Covid-19 impact: record decline in securitisation volumes

The RBI’s loan moratorium policy provided relief to retail borrowers but was detrimental to securitisation market as investors stayed away from pools with irregular cash flows in the initial months.

   

The nationwide lockdown severely impacted the income generation capability of large number of borrowers. This made the investors vary of investing in fresh securitisation transactions given the possible deterioration in the loan repaying capability of retail borrowers.

According to the investment information firm ICRA, the securitisation volumes declined substantially in Q1 FY21 to Rs 7,500 crore from Rs 50,300 crore in Q1 FY20. It is primarily due to disruptions caused by the Covid-19 pandemic.

The Reserve Bank of India’s loan moratorium policy provided relief to retail borrowers but was detrimental to securitisation market as investors stayed away from pools with irregular cash flows in the initial months.

Further, said ICRA, the funding requirements for non-banking finance companies and housing finance companies also declined during this quarter due to lower demand from the borrowers and the increased focus of the on collections rather than disbursements.

“Though the securitisation volumes were significantly lower during Q1 FY21, the market saw an uptick in volumes in June. More than two-third of the total volumes in Q1 FY21 were completed in June,” said Abhishek Dafria, Vice President and Head of Structured Finance Ratings at ICRA.

“We expect the overall volumes to see further increase in the coming quarters supported by the improvement in collections being seen across asset classes that will restore investor confidence,” he said in a statement.

“We estimate that annual securitisation volumes should remain significantly lower in FY21 than the preceding fiscal at about Rs 1.2 lakh crore to 1.3 lakh crore, given the impact of pandemic and the lower availability of eligible pools for securitisation.”

Commercial vehicle loans emerged as the leading asset class accounting for around 31 per cent of overall volumes in Q1 FY21. Some of the transactions in this segment were initiated towards end of FY20 though were executed in the current fiscal.

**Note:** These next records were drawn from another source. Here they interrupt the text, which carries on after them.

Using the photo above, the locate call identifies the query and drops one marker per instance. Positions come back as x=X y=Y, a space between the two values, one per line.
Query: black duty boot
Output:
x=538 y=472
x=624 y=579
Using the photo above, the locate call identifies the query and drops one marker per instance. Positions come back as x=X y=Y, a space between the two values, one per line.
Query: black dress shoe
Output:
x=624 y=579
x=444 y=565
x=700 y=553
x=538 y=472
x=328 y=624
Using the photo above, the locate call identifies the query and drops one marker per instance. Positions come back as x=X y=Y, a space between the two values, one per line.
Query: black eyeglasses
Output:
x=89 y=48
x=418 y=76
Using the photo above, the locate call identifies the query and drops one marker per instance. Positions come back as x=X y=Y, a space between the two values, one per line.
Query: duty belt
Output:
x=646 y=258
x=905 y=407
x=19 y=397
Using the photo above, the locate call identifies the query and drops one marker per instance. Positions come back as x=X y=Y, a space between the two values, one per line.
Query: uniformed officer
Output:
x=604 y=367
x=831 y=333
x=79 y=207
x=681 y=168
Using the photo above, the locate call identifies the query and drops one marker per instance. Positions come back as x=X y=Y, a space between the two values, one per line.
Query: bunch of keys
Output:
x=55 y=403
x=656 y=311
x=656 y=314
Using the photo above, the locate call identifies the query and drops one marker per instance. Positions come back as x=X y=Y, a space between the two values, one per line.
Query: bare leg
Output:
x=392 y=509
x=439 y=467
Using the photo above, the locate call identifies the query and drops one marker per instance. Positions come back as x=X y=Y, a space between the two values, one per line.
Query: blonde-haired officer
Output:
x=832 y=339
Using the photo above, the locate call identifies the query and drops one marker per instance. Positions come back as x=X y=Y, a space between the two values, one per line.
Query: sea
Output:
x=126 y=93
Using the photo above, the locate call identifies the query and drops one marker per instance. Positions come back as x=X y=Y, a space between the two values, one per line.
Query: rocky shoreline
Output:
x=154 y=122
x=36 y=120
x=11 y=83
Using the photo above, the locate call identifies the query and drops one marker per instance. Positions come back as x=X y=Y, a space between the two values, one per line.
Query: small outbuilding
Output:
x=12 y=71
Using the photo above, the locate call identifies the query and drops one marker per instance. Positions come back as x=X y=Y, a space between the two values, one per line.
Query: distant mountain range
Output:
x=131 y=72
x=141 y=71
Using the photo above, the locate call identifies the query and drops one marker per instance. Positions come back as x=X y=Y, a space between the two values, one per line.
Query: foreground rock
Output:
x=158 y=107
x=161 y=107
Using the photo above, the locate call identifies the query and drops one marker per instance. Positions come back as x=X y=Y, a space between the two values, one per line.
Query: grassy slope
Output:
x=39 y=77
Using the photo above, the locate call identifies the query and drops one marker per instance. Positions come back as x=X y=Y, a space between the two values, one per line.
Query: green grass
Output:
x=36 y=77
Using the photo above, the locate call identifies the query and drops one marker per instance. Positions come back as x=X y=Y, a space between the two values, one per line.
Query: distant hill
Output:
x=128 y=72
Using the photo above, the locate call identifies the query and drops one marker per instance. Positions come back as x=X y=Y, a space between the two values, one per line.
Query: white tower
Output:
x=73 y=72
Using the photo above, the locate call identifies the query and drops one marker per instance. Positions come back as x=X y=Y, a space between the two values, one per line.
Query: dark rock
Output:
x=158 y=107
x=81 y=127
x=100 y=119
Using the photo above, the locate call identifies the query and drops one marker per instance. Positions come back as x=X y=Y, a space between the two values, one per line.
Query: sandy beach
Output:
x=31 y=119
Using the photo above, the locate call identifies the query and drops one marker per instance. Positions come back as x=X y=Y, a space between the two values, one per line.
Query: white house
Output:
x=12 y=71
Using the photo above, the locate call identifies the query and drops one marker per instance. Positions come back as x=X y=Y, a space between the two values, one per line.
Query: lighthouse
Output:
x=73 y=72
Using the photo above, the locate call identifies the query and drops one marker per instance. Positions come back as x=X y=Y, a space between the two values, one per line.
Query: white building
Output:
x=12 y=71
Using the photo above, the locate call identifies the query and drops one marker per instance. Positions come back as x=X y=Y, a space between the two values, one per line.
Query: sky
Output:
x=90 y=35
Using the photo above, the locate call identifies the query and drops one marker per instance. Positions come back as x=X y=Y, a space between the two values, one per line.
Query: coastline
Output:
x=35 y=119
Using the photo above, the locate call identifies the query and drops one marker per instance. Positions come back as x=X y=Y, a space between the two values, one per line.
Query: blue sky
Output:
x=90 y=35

The share of mortgage-backed securitisation transactions continued to shrink. Mortgages, which accounted for around 48 per cent overall volumes in Q1 FY19, witnessed a reduction in share to 26 per cent in Q1 FY21 due to exit of a few large-size originators in recent years from securitisation market.

Share of gold loan segment increased to 32 per cent of the total volumes in Q1 FY21 as against 13 per cent in Q1 FY20. Investor appetite for gold loan securitisation was supported by secured nature of the asset class which is also highly liquid security, better yields and stable portfolio performance.

The rise in gold prices in the past quarter also improve the loan-to-value ratio from the lenders’ perspective reducing chances of any loss, said ICRA.